7/10
Hay makes good with a new team
15 December 2008
I thoroughly enjoyed this Will Hay comedy, which successfully combines the school story and the requisite nod to wartime concerns with the spoof haunting theme that had featured in some of his most successful earlier work. The old team of Graham Moffat and Moore Marriott are here absent, but Hay is teamed very effectively with chinless Claude Hulbert and a young Charles Hawtrey as a precocious schoolboy. Hay's protagonist treads a skilfully effective line between annoying (we relish watching him get taken down a peg, rather than wincing) and sympathetic, while Hawtrey's gadfly-like persistence as a boy far brighter than his teachers is equally well judged, and Claude Hulbert makes ineffectuality likable.

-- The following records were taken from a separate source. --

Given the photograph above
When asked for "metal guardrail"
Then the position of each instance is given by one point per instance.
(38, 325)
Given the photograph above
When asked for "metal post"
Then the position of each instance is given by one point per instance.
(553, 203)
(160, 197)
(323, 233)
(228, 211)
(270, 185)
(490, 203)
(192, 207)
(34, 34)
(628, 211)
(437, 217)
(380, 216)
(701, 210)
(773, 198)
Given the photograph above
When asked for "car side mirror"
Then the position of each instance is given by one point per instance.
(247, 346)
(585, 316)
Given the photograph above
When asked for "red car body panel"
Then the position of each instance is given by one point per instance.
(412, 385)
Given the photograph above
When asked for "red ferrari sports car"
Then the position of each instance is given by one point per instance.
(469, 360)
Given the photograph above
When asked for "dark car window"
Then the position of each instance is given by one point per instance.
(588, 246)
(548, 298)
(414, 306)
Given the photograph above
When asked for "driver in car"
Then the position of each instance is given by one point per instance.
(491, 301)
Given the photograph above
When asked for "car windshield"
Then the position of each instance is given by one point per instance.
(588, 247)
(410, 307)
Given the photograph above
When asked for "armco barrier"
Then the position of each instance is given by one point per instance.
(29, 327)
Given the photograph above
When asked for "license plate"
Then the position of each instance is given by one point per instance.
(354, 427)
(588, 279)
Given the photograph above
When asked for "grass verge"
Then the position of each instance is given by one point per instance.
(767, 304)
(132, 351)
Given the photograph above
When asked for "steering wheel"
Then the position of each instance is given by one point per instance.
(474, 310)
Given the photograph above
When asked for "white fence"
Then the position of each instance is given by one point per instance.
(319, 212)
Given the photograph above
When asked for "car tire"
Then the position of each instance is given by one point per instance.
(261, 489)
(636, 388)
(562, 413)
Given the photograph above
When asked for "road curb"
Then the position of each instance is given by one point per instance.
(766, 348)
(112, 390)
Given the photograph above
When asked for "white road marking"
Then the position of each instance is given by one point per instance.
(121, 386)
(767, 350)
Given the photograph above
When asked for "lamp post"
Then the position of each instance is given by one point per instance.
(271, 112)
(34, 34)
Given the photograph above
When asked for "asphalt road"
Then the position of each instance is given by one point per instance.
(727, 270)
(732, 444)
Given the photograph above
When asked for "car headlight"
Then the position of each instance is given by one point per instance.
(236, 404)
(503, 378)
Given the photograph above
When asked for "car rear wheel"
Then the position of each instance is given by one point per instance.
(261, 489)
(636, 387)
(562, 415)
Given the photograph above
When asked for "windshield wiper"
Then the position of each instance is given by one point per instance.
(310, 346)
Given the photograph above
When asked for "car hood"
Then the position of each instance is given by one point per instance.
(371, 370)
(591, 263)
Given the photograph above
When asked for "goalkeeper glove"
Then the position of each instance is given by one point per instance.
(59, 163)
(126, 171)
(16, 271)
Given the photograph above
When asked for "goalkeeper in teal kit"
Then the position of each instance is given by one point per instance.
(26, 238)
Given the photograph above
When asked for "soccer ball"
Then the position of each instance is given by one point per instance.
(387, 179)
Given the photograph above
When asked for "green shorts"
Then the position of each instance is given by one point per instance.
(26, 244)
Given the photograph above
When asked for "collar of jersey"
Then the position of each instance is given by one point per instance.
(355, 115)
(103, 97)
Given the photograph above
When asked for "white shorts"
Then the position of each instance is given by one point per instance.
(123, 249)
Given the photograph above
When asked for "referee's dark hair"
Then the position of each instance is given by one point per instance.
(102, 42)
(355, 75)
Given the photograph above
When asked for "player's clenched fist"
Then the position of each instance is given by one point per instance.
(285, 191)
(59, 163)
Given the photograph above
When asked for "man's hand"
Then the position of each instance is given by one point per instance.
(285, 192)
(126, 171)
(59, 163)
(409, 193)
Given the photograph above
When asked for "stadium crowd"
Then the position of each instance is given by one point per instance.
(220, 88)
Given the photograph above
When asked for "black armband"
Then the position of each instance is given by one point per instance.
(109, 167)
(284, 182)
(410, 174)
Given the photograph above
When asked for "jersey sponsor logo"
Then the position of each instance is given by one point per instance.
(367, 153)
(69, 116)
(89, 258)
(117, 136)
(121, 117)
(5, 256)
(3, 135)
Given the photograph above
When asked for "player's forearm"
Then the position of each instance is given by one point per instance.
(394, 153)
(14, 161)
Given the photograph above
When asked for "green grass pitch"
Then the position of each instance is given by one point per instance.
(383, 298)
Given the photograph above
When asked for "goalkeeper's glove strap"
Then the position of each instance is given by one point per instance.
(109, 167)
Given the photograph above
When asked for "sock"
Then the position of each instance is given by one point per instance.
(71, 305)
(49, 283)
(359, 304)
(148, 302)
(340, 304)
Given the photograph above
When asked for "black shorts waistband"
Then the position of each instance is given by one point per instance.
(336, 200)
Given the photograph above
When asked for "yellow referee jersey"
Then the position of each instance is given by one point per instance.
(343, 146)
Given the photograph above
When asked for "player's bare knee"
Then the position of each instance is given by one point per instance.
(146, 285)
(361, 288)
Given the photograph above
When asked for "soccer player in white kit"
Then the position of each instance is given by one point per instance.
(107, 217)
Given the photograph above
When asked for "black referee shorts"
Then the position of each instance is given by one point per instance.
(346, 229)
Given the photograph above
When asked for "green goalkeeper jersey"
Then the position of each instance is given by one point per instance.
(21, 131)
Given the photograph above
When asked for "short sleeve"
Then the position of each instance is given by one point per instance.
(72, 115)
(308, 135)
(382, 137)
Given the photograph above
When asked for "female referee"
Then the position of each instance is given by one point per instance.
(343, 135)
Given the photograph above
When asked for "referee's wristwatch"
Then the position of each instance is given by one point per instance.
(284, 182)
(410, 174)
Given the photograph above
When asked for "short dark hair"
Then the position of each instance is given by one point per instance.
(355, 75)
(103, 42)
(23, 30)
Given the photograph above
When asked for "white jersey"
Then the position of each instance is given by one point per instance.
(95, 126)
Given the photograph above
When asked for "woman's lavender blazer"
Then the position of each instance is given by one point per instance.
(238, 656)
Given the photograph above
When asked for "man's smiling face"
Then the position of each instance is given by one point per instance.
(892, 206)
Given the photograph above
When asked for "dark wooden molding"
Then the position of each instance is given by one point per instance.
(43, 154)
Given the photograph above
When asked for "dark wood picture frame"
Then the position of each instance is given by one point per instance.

The film has its share of broad comedy (watch for what Hay does with that piglet...) but often avoids obvious expectations, and is the funnier for it. The suspiciously Teutonic teacher is not, of course, what he seems; the ghost is, of course, not what it seems either; and the motivation which ultimately enlists the boys on the side of their erstwhile petty dictator is certainly not the type customary in school stories!

Overall "The Ghost of St Michael's" is a blend of guffaw-rich visual humour with accomplished misdirection to produce a very appropriate vehicle for its star. The beginning is a little hit and miss, but the film is still full of laugh-out-loud moments.